NASA shares New Horizons Ultima Thule image taken only minutes before its closest flyby

NASA has shared a new image from the New Horizons spacecraft that was snapped only a few minutes before its closest flyby of Ultima Thule on New Year's Day. The image, seen below, is the most detailed ever taken of the Kuiper Belt object and has a resolution of about 110-feet per pixel. NASA said that the processed complete image we see here is a composite picture made up of nine individual photos.

The images were all taken with the Long Range Reconnaissance Imager or (LORRI). Each image had exposure for about 0.025 seconds and was snapped 6.5-minutes before the closest approach to the object. New Horizons was 4,177 miles from Ultima Thule.
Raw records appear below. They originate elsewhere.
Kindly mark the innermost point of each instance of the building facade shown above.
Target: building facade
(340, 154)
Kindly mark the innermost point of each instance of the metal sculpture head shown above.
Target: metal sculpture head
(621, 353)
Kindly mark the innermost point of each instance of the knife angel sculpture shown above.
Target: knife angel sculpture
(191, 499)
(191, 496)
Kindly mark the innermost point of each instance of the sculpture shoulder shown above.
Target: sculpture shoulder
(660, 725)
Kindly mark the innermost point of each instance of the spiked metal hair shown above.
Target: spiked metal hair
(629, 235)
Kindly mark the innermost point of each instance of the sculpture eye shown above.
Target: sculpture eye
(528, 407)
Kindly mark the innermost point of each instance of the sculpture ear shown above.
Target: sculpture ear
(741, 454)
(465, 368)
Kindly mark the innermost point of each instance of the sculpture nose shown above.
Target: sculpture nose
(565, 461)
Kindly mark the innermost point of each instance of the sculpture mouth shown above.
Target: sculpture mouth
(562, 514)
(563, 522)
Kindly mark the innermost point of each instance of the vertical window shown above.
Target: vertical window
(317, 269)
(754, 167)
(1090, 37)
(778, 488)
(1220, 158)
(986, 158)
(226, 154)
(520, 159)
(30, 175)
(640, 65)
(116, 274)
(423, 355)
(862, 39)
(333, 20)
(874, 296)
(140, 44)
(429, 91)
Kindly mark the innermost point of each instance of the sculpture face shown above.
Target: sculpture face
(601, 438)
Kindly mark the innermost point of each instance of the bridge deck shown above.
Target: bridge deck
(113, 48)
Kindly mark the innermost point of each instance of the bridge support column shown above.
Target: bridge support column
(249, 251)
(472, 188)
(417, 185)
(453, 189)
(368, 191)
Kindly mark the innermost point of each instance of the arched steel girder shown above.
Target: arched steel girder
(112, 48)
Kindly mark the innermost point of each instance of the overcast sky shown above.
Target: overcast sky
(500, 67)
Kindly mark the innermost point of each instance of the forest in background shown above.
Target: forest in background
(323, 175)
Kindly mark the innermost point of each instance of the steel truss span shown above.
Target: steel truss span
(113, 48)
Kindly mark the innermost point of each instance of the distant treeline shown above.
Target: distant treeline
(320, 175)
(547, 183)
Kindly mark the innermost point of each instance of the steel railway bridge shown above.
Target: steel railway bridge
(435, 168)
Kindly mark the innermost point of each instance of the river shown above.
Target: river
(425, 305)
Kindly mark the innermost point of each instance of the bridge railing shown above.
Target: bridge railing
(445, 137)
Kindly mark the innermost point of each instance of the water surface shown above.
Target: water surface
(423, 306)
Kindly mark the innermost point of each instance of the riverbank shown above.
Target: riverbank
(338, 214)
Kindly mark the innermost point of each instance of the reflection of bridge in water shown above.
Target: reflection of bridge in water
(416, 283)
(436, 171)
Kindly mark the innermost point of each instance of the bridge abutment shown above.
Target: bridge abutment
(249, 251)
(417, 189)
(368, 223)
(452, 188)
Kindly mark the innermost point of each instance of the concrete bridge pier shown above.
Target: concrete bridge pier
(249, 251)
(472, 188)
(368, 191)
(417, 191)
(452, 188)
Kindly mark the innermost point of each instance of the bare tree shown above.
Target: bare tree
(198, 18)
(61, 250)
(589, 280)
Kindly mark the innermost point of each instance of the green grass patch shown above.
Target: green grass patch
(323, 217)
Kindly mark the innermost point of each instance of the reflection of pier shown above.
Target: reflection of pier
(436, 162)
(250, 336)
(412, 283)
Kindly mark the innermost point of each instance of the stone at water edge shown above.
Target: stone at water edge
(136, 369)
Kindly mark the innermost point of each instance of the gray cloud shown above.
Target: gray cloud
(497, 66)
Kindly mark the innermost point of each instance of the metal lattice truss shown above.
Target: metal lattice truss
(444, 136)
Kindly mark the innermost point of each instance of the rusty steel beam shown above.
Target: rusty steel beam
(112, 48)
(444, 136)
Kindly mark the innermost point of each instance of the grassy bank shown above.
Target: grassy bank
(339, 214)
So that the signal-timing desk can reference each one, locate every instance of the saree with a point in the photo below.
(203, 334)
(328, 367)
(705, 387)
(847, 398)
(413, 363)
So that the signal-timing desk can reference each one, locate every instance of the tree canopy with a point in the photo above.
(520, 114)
The image was taken at 12:26 am EST on January 1, 2019, and at the time New Horizons was 4.1 billion miles from Earth. Ultima Thue and New Horizons passed each other at over 32,000 mph reports NASA. Snapping images of Ultima Thule wasn't the intended mission of New Horizons.

New Horizons had snapped images of Pluto back in 2015 and is now a billion miles past the former planet. NASA says the new image allows scientists to see surface features not apparent from earlier pictures. NASA says whether the small, dark pits near on Ultima Thule are impact creators, collapse pits, or something else will be debated by the science team.

The New Horizons team calls images of Ultima Thule a "Stretch Goal" and notes they feared the spacecraft might be unable to get Ultima Thule in the camera's narrow field of view. The flyby of the Kuiper Belt object required the highest navigation precision ever achieved by a spacecraft.